There are parents and advocates out their consider video games a menace, but fighters like Demetrious Johnson and Sean O’Malley would beg to differ. Count Espinosa among them. He says video games are not only a way to relax between training sessions, but once served as a key component in keeping him away from the street life.
“As a kid it was more a way to get away from everything. It helped me not to deal with some stuff that was going on in my life,” he told Bloody Elbow ahead of his fight with Alex Perez at UFC Raleigh . “Or at least a distraction or coping mechanism for some of the negative things that were going on in my life.”
“I grew up in a rough area, I moved constantly. My early elementary, most of it was in Northwest, Indiana [and] East Chicago, Indiana. Pretty rough area. My parents got divorced so I moved in with my mom. That was Memphis, Tennessee, another rough area. Came out here [Albuquerque, New Mexico], ended up losing our house,” he elaborated. “I had to live with my wrestling coach. Different things that happened as a kid. Luckily, cause of my wrestling coach and because of sports I was able to stay on the right path. Outside of sports, video games helped keep me staying a nerd and not doing stuff in the streets. So I’m grateful for it.”
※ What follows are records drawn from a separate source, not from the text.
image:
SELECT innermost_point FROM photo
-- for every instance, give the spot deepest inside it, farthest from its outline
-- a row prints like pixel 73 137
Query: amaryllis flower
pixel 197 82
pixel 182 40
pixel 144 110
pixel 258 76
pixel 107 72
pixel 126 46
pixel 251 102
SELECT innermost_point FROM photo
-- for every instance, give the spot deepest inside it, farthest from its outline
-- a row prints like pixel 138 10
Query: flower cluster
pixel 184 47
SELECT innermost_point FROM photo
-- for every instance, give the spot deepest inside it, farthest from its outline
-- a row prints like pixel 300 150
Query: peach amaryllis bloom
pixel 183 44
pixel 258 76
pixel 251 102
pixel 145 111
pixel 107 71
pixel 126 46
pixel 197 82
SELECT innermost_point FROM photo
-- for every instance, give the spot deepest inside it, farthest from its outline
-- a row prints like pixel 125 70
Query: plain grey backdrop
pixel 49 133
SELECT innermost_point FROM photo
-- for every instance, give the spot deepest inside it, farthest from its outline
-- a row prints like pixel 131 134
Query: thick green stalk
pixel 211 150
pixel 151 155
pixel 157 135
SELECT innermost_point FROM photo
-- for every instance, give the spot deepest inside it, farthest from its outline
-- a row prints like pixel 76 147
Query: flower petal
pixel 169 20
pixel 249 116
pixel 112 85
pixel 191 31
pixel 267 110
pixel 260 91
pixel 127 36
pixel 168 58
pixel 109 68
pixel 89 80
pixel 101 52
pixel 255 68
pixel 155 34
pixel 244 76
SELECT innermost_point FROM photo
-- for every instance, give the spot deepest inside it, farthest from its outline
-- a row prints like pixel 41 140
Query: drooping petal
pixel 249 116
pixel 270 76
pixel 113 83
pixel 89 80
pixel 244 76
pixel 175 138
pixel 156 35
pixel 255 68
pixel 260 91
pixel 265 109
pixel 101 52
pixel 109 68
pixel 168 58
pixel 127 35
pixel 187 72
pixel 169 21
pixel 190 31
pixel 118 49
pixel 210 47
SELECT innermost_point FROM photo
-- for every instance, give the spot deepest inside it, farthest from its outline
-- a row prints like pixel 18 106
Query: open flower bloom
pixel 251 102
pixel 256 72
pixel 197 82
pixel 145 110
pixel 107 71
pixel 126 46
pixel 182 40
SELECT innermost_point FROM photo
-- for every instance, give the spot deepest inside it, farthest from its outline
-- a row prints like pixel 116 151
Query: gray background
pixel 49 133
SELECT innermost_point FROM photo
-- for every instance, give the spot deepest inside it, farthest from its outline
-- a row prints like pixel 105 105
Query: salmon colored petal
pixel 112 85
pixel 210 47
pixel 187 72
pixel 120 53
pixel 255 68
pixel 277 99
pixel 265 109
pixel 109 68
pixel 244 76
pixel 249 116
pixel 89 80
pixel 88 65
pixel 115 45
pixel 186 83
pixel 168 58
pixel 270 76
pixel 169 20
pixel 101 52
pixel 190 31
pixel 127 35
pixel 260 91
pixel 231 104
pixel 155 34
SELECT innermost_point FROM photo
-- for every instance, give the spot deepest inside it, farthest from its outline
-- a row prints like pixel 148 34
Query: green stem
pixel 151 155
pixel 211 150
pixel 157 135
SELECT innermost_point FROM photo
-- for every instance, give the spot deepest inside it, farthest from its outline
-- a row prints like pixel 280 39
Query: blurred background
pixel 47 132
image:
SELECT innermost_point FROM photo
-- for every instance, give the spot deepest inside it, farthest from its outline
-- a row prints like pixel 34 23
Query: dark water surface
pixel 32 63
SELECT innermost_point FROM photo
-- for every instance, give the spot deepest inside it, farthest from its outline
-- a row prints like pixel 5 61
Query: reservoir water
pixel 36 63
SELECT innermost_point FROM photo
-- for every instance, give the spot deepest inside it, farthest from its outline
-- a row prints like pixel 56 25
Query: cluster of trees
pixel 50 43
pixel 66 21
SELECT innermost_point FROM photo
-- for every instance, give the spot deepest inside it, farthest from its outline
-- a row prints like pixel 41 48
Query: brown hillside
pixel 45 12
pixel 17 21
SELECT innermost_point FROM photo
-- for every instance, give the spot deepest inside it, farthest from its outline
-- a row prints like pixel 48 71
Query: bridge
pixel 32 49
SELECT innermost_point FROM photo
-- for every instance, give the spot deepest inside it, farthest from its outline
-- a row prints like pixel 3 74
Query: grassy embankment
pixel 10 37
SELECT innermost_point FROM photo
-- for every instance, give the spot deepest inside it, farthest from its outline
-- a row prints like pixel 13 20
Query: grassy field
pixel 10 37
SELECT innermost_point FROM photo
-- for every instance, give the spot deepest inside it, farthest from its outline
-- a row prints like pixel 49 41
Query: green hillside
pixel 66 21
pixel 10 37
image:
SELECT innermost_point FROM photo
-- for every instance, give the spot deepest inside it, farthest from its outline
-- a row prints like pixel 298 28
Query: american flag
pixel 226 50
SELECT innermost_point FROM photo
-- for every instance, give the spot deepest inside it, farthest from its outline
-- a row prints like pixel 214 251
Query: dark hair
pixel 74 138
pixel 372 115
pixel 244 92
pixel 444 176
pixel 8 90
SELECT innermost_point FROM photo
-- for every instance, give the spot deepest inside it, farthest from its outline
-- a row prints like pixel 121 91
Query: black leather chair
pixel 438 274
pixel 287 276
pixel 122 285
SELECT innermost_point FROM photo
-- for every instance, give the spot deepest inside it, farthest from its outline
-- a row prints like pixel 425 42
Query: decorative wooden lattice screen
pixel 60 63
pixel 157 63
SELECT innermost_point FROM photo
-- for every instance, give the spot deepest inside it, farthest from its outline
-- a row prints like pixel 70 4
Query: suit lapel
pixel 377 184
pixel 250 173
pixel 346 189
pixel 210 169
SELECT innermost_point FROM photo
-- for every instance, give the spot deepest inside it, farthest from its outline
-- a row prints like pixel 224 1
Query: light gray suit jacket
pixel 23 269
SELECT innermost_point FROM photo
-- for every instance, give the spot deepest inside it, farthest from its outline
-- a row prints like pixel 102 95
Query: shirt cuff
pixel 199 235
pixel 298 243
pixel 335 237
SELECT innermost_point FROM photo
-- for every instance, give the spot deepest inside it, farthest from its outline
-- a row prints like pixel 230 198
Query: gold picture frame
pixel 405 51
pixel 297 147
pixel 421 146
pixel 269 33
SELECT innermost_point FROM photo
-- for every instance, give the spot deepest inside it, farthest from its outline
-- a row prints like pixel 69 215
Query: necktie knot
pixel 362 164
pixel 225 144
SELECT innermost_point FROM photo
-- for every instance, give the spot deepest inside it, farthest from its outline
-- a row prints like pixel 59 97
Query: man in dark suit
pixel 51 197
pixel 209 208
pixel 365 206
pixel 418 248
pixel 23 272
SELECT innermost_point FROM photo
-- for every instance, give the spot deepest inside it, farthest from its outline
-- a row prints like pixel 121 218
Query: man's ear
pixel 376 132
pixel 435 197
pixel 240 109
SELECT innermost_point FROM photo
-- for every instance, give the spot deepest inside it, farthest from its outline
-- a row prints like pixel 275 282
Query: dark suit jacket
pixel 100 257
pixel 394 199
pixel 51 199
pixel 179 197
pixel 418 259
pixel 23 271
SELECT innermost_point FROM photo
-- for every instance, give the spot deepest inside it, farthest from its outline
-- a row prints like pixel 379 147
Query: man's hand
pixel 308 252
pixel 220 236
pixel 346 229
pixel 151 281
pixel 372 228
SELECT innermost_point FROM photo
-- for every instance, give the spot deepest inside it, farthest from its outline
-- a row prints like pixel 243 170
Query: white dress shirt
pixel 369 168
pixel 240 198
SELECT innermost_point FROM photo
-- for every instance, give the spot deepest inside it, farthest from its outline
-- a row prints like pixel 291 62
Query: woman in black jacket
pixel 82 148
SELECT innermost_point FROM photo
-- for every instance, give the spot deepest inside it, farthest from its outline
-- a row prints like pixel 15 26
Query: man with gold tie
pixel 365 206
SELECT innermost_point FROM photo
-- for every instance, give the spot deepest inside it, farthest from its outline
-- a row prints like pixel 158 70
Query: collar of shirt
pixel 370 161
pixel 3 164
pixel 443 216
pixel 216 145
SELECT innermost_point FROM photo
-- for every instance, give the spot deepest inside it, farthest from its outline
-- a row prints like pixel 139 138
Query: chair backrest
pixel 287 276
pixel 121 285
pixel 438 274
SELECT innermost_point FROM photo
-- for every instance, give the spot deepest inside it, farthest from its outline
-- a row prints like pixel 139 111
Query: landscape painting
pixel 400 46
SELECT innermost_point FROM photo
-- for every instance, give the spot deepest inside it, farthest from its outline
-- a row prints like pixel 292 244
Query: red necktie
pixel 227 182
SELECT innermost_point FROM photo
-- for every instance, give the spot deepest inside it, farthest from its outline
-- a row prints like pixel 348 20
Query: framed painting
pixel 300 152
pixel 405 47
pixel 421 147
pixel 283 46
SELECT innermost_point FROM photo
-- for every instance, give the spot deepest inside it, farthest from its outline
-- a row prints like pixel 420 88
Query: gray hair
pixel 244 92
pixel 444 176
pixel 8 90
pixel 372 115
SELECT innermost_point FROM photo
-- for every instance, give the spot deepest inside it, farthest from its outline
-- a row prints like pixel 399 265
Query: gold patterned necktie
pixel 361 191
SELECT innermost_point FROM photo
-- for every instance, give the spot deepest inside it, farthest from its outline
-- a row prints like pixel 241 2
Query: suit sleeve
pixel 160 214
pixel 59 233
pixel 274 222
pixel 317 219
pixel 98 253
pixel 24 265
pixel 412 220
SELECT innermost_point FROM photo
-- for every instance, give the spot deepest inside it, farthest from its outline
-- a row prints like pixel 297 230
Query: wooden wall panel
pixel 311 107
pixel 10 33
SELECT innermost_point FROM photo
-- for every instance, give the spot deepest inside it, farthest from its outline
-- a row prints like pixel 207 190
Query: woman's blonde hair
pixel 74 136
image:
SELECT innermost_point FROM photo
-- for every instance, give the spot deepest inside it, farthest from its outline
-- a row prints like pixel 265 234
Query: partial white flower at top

Espinosa credits his wrestling coaches for keeping him on the straight and narrow. As he continues to climb the UFC ranks, his upbringing reminds him that not everyone is so fortunate when it comes to role models and support systems.
“I was probably a bit lucky and more fortunate than most because I had several people — especially in my high school days — that were parental figures or big brother figures,” he shared. “My wrestling coach is just one of many. My assistant wrestling coaches also helped me. It was big. If I didn’t have those people, I probably wouldn’t have wrestled and in turn I wouldn’t have fought. My life would have been completely different. Who knows where I’d be today. I’m very grateful, very fortunate. I realize a lot of people don’t get that opportunity to have people who look out for them or care for them.”
Espinosa (14-6) looks to get back in the win column against Perez (22-5) at UFC Raleigh on Jan. 25. The event is headlined by heavy-hitting heavyweights Curtis Blaydes and Junior dos Santos. Rafael dos Anjos vs. Michael Chiesa serves as the co-main event.